3 AUDAL’s Architecture and Analysis Features

In this section, we highlight how AUDAL’s components are organized (Section 3.1) and the range of possible analyses (Section 3.2).

3.1 AUDAL Architecture

AUDAL’s functional architecture is made of three main layers: a storage layer, a metadata management layer and a data querying layer (Figure 3).

Figure 3: Architecture of AUDAL

The storage layer is in charge of storing raw and processed data, as well as metadata, through a combination of storage systems, each adapted to a specific storage need. In AUDAL, we use a simple file system for raw data storage, a graph DBMS to store links across data entities, a document-oriented DBMS to store refined representations and a relational DBMS for table storage.

The metadata management layer is made of a set of processes dedicated to data polymorphism management. More concretely, this layer is in charge of generating metadata, notably refined representations from raw data, as well as links. It allows future analyses and avoids a data swamp, i.e., a data lake whose data cannot be accessed [Suriarachchi2016]. The data swamp syndrome is indeed often caused by a lack of efficient metadata management system.

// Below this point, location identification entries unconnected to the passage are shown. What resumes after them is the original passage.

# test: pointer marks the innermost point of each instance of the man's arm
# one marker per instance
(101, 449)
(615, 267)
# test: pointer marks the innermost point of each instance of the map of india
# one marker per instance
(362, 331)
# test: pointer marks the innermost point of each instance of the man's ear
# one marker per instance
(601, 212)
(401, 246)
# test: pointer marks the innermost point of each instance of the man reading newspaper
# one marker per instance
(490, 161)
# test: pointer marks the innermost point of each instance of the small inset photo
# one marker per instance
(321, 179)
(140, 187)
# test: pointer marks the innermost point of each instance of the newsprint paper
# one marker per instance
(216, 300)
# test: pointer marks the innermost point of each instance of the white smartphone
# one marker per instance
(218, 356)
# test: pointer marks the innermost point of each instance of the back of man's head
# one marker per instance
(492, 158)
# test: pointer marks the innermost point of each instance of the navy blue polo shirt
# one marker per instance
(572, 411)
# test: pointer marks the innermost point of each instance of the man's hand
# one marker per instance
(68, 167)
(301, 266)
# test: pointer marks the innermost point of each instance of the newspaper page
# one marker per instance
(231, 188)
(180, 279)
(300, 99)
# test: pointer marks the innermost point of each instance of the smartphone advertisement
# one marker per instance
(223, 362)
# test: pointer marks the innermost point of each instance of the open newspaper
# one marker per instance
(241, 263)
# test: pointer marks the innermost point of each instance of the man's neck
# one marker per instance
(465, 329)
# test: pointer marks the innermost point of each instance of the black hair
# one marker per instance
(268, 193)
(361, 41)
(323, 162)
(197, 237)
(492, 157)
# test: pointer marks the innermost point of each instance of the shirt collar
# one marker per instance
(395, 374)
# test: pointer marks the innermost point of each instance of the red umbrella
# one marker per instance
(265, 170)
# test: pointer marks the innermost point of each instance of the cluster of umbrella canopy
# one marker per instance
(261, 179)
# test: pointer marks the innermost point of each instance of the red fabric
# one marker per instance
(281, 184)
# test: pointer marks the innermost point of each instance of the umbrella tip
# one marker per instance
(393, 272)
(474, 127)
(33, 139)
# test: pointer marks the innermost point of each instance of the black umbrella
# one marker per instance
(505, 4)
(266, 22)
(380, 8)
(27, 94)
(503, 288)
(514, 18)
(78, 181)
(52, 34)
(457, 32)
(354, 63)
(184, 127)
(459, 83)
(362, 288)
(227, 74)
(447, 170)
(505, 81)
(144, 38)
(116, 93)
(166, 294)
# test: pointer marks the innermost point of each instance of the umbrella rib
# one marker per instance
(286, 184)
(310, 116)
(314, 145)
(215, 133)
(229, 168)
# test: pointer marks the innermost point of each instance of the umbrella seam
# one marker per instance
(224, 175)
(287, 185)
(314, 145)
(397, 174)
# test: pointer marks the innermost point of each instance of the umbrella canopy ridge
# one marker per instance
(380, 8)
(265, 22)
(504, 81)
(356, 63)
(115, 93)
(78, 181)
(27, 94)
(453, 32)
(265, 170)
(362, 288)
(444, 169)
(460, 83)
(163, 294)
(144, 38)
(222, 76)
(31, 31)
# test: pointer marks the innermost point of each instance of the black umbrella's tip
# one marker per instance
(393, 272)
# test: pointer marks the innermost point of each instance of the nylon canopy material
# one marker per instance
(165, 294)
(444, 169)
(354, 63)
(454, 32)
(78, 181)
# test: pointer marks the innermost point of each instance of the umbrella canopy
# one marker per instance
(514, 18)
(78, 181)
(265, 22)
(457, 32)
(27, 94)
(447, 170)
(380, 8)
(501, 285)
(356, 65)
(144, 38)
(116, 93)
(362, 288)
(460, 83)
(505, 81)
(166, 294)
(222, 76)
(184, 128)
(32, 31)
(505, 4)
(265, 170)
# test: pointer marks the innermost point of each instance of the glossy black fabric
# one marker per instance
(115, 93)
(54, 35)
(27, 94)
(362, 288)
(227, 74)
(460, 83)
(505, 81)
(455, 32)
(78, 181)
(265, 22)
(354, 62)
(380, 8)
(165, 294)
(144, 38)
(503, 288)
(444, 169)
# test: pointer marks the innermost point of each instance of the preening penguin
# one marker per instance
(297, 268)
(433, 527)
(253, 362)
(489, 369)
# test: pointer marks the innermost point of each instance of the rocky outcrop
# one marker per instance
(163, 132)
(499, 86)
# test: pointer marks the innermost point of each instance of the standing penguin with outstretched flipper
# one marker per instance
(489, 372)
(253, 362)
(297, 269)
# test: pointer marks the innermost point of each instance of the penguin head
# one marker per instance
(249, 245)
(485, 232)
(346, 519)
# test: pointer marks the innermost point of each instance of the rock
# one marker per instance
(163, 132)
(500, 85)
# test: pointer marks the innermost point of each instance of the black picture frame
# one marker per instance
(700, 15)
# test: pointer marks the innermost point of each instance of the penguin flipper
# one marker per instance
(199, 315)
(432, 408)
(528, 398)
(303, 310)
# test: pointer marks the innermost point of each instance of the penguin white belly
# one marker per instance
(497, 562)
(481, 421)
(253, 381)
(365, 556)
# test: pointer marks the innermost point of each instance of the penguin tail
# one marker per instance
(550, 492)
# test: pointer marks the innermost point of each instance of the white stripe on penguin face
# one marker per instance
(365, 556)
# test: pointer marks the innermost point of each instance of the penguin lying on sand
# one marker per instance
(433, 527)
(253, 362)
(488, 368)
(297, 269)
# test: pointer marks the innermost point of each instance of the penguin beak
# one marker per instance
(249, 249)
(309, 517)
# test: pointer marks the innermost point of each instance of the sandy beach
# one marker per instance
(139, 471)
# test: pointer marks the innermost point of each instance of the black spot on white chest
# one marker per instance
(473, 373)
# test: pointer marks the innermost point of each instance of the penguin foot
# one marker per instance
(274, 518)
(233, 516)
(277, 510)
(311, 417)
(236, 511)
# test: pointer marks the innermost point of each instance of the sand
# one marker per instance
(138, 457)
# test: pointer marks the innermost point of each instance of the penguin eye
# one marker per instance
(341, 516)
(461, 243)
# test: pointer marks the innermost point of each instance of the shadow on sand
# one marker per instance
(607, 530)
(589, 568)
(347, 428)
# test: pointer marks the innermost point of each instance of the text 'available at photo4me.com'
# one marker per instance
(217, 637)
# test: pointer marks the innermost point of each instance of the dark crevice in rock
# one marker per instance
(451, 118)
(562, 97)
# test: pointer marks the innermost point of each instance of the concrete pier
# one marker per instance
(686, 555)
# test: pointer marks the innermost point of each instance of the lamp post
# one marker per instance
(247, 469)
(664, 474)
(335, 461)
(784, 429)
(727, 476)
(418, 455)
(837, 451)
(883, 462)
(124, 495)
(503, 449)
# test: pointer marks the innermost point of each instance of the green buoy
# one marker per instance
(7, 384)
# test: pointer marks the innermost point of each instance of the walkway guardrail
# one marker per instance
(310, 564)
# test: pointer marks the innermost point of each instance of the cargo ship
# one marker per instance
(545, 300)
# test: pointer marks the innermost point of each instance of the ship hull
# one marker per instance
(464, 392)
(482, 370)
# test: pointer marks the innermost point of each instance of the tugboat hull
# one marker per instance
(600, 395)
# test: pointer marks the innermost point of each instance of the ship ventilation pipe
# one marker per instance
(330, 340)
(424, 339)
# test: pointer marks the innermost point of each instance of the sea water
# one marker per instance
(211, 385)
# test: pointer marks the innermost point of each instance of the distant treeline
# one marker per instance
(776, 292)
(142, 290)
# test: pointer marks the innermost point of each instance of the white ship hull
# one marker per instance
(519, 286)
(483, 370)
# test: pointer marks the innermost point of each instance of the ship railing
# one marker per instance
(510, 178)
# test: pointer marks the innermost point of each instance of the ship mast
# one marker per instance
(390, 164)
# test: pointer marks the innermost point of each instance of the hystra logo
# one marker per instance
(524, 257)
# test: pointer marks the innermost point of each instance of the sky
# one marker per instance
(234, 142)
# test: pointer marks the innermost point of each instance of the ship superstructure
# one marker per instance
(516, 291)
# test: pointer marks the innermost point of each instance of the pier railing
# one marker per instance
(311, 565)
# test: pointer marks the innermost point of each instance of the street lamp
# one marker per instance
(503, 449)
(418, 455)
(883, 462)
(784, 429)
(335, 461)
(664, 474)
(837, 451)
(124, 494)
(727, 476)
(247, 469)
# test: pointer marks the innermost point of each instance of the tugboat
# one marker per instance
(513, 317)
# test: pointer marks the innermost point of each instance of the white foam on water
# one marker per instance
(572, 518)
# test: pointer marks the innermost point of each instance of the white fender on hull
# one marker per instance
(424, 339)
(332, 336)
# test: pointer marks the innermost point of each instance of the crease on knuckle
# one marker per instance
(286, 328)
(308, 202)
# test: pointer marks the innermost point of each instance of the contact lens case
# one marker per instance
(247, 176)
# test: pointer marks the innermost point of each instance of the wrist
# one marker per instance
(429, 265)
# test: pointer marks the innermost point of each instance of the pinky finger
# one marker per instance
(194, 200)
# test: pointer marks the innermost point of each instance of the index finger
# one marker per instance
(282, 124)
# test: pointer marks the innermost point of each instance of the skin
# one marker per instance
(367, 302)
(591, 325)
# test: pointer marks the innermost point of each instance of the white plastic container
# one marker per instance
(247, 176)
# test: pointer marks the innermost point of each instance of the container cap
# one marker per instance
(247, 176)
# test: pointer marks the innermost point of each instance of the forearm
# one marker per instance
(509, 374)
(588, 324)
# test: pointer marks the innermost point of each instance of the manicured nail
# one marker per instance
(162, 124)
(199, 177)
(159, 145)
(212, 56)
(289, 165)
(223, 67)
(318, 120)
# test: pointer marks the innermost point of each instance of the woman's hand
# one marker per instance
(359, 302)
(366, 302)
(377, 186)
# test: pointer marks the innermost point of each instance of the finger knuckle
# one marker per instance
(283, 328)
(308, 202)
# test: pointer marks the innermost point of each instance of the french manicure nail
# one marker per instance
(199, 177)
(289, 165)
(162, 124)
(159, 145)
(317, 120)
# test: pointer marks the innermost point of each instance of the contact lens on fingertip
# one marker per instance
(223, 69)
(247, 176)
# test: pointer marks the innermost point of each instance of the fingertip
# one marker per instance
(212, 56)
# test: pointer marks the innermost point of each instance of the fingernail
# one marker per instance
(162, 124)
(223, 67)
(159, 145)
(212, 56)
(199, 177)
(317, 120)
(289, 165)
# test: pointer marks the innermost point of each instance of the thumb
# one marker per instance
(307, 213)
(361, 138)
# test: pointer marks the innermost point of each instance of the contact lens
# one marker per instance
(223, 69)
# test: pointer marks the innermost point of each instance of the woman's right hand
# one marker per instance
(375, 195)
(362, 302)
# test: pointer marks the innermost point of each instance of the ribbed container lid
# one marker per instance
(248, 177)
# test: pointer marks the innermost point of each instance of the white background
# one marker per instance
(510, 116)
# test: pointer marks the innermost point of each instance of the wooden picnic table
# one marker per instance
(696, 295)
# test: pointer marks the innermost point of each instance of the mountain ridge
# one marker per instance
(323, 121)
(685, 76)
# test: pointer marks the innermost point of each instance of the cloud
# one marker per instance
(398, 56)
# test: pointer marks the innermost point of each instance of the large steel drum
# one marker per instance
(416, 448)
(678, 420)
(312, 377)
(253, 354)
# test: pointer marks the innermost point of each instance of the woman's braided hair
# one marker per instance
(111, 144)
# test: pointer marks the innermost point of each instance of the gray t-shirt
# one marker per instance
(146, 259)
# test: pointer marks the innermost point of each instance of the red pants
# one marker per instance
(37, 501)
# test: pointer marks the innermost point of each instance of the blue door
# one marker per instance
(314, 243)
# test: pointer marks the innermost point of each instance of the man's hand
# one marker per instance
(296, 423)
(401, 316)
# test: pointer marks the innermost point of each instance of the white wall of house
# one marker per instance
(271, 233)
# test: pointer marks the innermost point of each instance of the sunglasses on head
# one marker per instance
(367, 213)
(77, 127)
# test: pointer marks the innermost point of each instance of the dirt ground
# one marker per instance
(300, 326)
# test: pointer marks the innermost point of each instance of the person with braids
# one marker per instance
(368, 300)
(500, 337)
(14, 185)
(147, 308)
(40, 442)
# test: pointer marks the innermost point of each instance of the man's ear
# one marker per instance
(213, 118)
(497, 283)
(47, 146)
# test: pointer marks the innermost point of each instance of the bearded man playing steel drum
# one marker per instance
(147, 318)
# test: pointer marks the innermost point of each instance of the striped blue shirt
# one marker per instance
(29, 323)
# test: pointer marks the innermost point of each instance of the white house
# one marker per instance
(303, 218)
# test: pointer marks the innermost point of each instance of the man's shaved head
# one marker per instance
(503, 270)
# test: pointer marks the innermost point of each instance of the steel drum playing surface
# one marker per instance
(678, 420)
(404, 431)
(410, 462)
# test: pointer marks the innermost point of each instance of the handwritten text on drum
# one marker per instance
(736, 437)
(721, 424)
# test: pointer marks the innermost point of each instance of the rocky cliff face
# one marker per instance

Finally, the data querying layer is an interface that consumes data from the lake. Its main component is a representational state transfer application programming interface (REST API) from which raw data and some ready-to-use analyses are accessible to data scientists. However, a REST API is not accessible to business users who, unlike data scientists, do not have enough skills to transform raw data into useful information on their own. In addition, business users are not familiar with API querying. Thence, we also provide a graphical analysis platform for them in AUDAL. This platform features the same functions as the REST API, but in a graphical way. Thus, each type of user can access the lake with respect to its needs, which makes AUDAL “inclusive”, unlike the common vision of data lakes that excludes business users [Fang2015, Khine2017, Madera2016].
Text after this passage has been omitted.